Weapons are designed to injure, defeat, or destroy. Whatever their core purpose may be, weapons considered as objects - as examples of industrial design and as products – retain their cultural charge but are revealed also as aesthetically compelling commodities. There is something absolute about them and something secret also; they hold weight, embodying an undeniable intensity. A powerful unease accompanies this assertion, raising questions worthy of photographic inquiry.
The weapons I have chosen to depict - nuclear bombs, drones and guns - each have their own unique and seductive properties. They are icons of the post-modern military-industrial corporate complex and are highly relevant to America’s 20th and 21st century identity. Perhaps in the future, these artifacts will be emblematic of a cultural zenith or, as the great stone Moai of Easter Island, they may serve as a sober testament, as emblems of a culture brought to collapse by its own hubris and recklessness.

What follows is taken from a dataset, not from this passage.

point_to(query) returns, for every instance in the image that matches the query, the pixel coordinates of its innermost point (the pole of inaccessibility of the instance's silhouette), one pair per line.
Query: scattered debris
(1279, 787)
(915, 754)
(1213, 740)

The photographic treatment documents these weapons as cultural artifacts, as specimens in a historical, ideological and economic taxonomy. Shot on large format and presented as large prints – often vastly larger than life – these dark artifacts take on monumental and monolithic proportions. This approach highlights the fetishistic nature of the forms, framing them as status symbols in the ultimate expression of hierarchal power. By employing the seductive visual language of luxury branding, I examine the ‘beauty’ of a killing machine.